Le grand-duc Constantin, frère cadet de l'empereur Alexandre et frère aîné du grand-duc Nicolas, n'avait ni l'affectueuse politesse du premier, ni la dignité froide et calme du second. Il semblait avoir hérité tout entier de son père, dont il reproduisait à la fois les qualités et les bizarreries, tandis que ses deux frères tenaient de Catherine, Alexandre par le cœur, Nicolas par la tête, tous deux par cette grandeur impériale dont leur aïeul a donné un si puissant exemple au monde.

Catherine, en voyant naître au-dessous d'elle cette belle et nombreuse descendance, avait surtout jeté les yeux sur les deux aînés, et par leur nom de baptême même, c'est-à-dire en appelant l'un Alexandre et l'autre Constantin, semblait leur avoir fait le partage du monde. Cette idée, au reste, était tellement la sienne, qu'elle les avait fait peindre tout enfans, l'un coupant le nœud gordien, l'autre portant le labarum. Il y eut plus, le développement de leur éducation, dont elle avait composé elle-même le plan, n'était qu'une application de ces grandes idées. Ainsi Constantin, destiné à l'empire d'Orient, n'eut

(1) Voyez les livraisons des 26 juillet et 2 août.

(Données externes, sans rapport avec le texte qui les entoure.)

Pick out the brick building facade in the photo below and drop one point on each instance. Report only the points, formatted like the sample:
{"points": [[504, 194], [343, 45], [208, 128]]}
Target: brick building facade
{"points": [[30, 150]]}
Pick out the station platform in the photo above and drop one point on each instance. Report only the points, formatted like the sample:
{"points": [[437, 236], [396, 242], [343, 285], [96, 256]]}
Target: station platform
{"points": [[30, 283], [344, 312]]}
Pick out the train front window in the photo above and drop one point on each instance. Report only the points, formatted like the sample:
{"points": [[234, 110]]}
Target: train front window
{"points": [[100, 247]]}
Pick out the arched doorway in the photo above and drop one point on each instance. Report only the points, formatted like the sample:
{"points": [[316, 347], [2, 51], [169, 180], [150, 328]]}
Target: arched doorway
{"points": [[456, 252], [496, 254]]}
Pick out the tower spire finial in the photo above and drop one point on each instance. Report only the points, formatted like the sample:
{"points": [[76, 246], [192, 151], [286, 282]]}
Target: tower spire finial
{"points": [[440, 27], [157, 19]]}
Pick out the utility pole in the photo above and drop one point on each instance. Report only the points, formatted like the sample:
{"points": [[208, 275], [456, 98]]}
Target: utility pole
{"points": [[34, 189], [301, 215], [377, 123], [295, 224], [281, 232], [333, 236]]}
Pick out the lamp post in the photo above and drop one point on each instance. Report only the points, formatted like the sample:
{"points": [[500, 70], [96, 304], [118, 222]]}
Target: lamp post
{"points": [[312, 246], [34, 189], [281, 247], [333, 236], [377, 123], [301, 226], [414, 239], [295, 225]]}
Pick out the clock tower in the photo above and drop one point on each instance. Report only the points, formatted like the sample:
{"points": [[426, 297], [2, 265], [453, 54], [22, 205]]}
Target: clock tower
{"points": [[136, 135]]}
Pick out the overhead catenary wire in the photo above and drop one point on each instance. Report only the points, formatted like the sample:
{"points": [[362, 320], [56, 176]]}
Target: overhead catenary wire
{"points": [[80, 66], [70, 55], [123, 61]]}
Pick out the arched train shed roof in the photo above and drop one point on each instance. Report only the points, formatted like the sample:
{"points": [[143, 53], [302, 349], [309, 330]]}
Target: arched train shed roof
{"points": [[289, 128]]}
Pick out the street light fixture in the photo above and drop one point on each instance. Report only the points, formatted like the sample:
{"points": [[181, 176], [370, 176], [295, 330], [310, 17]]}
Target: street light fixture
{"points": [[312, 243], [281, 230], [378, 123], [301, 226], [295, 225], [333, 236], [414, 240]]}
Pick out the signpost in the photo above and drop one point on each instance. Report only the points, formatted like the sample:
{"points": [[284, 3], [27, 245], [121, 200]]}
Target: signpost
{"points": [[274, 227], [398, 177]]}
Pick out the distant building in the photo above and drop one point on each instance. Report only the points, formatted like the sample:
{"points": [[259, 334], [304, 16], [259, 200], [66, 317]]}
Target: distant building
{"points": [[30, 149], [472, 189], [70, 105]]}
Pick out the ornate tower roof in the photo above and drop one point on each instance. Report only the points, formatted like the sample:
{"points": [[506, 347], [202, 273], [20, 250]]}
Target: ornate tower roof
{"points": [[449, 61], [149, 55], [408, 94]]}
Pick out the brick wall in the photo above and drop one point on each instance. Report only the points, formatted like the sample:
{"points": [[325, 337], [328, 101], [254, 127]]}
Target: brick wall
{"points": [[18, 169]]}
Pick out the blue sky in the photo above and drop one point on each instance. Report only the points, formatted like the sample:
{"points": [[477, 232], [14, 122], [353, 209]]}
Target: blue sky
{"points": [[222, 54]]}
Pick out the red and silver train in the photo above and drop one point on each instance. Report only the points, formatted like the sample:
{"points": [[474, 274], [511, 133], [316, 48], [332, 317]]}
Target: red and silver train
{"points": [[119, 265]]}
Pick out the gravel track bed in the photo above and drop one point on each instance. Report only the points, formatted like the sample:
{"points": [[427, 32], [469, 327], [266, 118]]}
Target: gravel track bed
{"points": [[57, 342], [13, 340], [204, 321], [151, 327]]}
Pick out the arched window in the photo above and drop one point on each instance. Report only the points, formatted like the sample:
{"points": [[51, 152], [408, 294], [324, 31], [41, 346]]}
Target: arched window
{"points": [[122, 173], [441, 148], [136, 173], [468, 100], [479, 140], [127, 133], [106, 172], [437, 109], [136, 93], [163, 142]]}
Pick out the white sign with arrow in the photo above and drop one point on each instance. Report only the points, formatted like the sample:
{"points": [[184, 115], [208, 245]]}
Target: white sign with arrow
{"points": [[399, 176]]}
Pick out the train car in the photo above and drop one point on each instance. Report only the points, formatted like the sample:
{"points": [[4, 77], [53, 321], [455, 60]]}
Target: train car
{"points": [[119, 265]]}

que des nourrices grecques, et ne fut entouré que de maîtres grecs, tandis qu'Alexandre, destiné à l'empire d'Occident, fut environné d'Anglais. Quant au professeur commun des deux frères, ce fut un Suisse, nommé Laharpe, cousin du brave général Laharpe qui servait en Italie sous les ordres de Buonaparte. Mais les leçons de ce digne maître ne furent point reçues par ses deux élèves avec un égal zèle, et la semence, quoique la même, produisit des fruits différens, car d'un côté elle tombait sur une terre préparée et généreuse, et de l'autre sur un sol inculte et sauvage. Tandis qu'Alexandre, âgé de douze ans, répondait à Graft, son professeur de physique expérimentale, qui lui disait que la lumière était une émanation continuelle du soleil : «< Cela ne se peut pas, car alors le soleil deviendrait chaque jour plus petit » Constantin répondait à Saken, son gouverneur particulier, qui l'invitait à apprendre à lire : « Je ne veux pas apprendre à lire, parce que je vois que vous lisez toujours et que vous êtes toujours plus bête. »>

Le caractère et l'esprit des deux enfans étaient tout entiers dans ces deux réponses.

En revanche, autant Constantin avait de répugnance pour les études scientifiques, autant il avait de goût pour les exercices militaires. Faire des armes, monter à cheval, faire manœuvrer une armée, lui paraissaient des connaissances bien autrement utiles pour un prince que le dessin, la botanique ou l'astronomie. C'était encore un côté par lequel il ressemblait à Paul, et il avait pris une telle passion pour les manœuvres militaires, que la nuit de ses noces il se leva à cinq heures du matin pour faire manoeuvrer un peloton de soldats qui se trouvait de garde auprès de lui.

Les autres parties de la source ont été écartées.